Feb 11: Tesla CEO Elon Musk opened up about the death of his firstborn son in a 2018 email exchange that was recently made public with the parent of a driver who died in a Tesla crash.

“There is nothing worse than losing a child,” Musk wrote in an email to James Riley dated May 10, 2018, reports.

In 2018, Riley’s 18-year-old son Barrett Riley and his friend died in a car crash when he lost control of a Tesla Model S going about 116 miles per hour and crashed into a concrete wall in Florida.

The series of emails was first reported by Bloomberg and is included in a court filing that was submitted in December in a wrongful death lawsuit filed by the family of Edgar Monserratt, the front seat passenger  and Barett Riley’s friend who also died in the crash.

The thread of messages spanning almost seven weeks offers a glimpse into Musk’s personal involvement in customer relations around a horrific accident. He even brings up his own loss, one he has rarely discussed in public.

“My firstborn son died in my arms. I felt his last heartbeat,” Musk wrote, referring to his son Nevada Alexander Musk who died when he was 10 weeks old.
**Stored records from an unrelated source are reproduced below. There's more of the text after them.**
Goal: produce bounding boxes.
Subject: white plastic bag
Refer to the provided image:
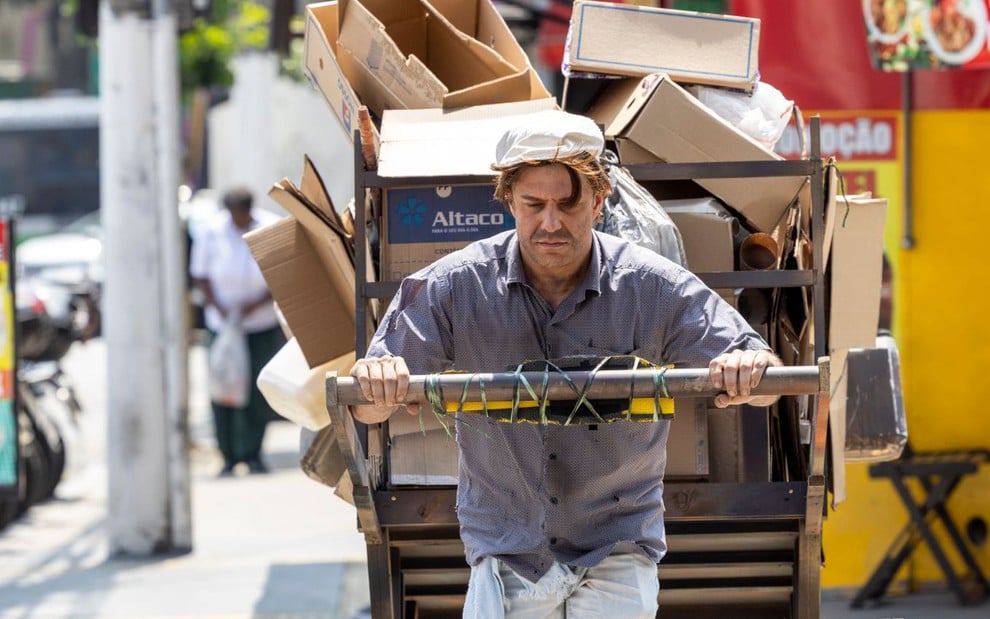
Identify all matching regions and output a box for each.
[257,338,354,432]
[595,151,687,266]
[688,82,794,150]
[209,312,251,408]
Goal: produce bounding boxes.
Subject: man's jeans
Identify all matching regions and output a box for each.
[464,553,660,619]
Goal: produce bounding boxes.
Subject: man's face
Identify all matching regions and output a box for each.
[508,164,604,278]
[227,204,251,230]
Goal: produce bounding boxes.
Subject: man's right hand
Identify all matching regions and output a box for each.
[350,356,419,423]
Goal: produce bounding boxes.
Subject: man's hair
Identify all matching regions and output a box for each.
[492,152,612,206]
[223,187,254,209]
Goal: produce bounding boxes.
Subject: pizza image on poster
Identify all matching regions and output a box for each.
[862,0,990,71]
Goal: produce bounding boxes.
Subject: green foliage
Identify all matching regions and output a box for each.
[280,15,306,82]
[179,0,271,99]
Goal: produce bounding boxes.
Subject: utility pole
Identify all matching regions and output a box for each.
[99,0,192,556]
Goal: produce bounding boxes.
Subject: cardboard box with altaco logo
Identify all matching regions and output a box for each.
[378,99,554,281]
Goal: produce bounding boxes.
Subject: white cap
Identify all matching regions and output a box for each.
[495,110,605,167]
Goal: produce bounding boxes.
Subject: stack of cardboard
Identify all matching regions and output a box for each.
[246,0,556,496]
[305,0,551,142]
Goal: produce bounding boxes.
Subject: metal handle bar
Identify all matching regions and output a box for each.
[327,365,828,405]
Musk goes as far as fulfilling Riley’s request that the car company tweak a computerized feature to make it easier for parents to control the maximum speed a Tesla will go.
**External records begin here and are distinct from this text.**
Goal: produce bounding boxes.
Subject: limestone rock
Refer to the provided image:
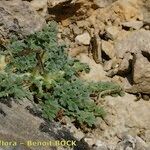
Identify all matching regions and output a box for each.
[94,0,113,8]
[122,20,143,30]
[30,0,48,17]
[115,30,150,58]
[75,32,91,45]
[0,0,45,38]
[102,40,116,59]
[129,53,150,94]
[48,0,76,8]
[105,26,119,40]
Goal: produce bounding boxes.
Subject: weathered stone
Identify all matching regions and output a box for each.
[77,53,109,82]
[94,0,113,8]
[115,30,150,58]
[122,20,143,30]
[118,53,133,75]
[30,0,48,17]
[75,32,91,45]
[0,0,45,38]
[128,53,150,94]
[48,0,76,8]
[102,40,116,59]
[73,25,82,35]
[105,26,119,40]
[69,46,88,57]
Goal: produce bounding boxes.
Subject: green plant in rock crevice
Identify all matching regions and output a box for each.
[0,22,123,126]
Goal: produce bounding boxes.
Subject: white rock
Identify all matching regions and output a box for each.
[75,32,91,45]
[122,20,143,30]
[102,40,115,58]
[105,26,119,40]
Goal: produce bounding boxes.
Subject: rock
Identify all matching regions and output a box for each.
[30,0,48,17]
[84,137,109,150]
[143,12,150,25]
[75,32,91,45]
[61,19,71,27]
[102,40,116,59]
[128,53,150,94]
[48,0,76,8]
[105,26,119,40]
[0,0,45,38]
[94,0,113,8]
[77,53,109,82]
[122,20,143,30]
[135,136,150,150]
[69,46,88,57]
[73,25,82,35]
[116,135,136,150]
[102,94,150,150]
[0,99,83,150]
[118,53,133,75]
[115,30,150,58]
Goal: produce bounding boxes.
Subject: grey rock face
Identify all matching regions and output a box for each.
[0,0,45,38]
[115,30,150,58]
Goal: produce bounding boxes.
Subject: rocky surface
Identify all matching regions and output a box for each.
[0,0,150,150]
[0,0,45,39]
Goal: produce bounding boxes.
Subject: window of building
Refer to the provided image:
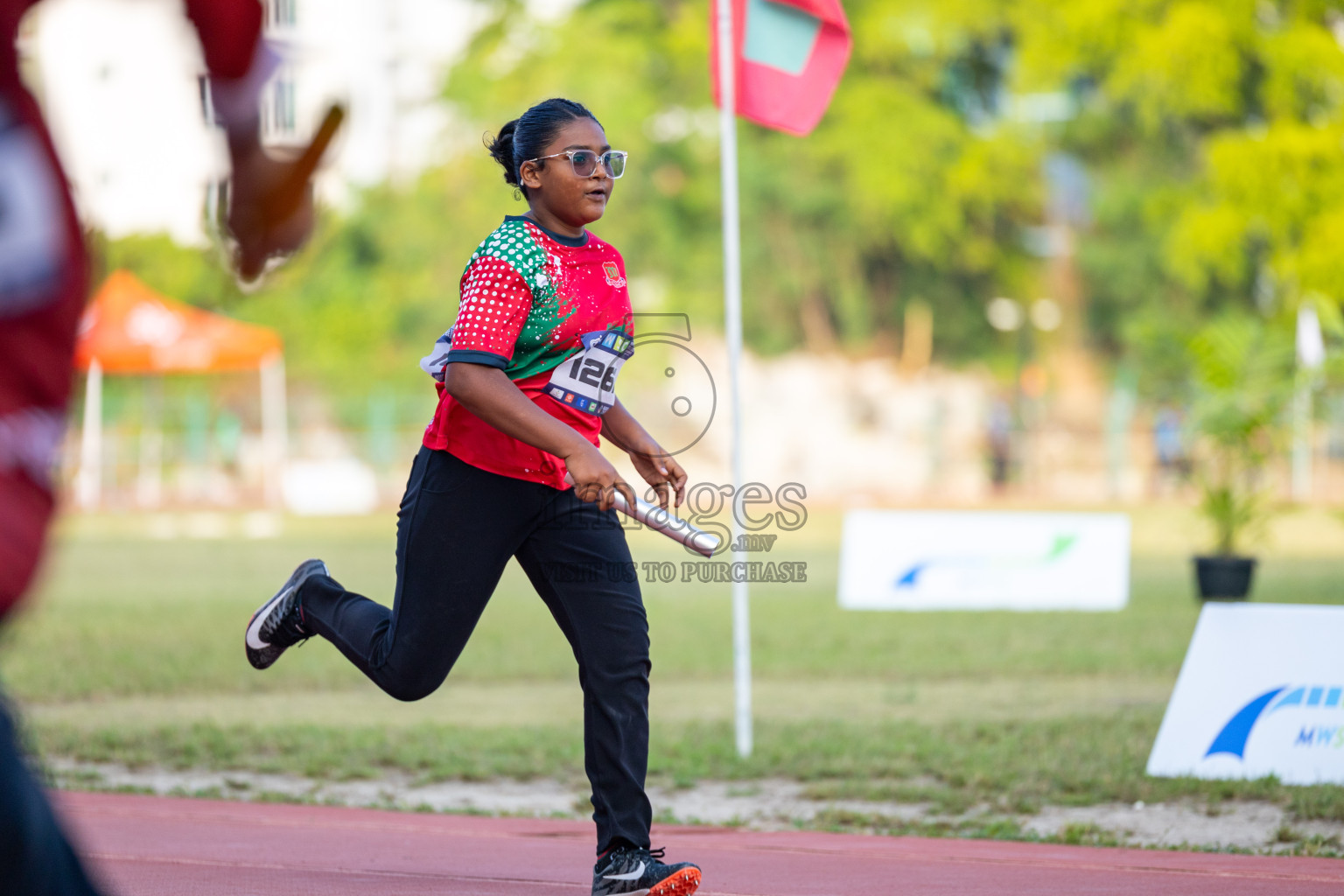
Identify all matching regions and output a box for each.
[266,0,298,28]
[262,70,296,137]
In June 2018, Tesla sent out a software update to its speed limit feature that would let drivers set the maximum speed between 50 mph and 90 mph through the car’s smartphone app or user interface through a four-digit PIN. Language in the owner’s manual was updated to say the feature was dedicated in the memory of Barrett Riley.

“I’ve never asked for acknowledgment for anything in my life, but it would be nice to acknowledge that Barrett and Edgar’s loss led to the enhanced safety of others,” Riley wrote to Musk on May 31, 2018.

Two days prior, Musk told Riley that Tesla “is doing everything we can to improve safety. My friends, family and I all drive Teslas, and even if they didn’t I would still do everything I could.”

Almost two years after the email exchange, Riley filed a product liability suit against Tesla in a Florida federal court. His Tesla vehicle’s “burst into an uncontrollable and fatal fire” after the crash, according to the complaint. “Barrett Riley was killed by the battery fire, not by the accident,” he said.

Riley asked Tesla two months before the accident to install a speed limiter device in its car for his son’s safety, but it was removed without permission when the car was taken to Tesla to be serviced, according to the complaint.

If not for Tesla’s negligence, the limiter would have prevented the accident and “Barrett Riley would be alive today,” according to the complaint.

Currently, the lawyer in the ongoing court case is trying to persuade a judge to order Musk to submit to questioning about Tesla’s Autopilot assisted-driving feature.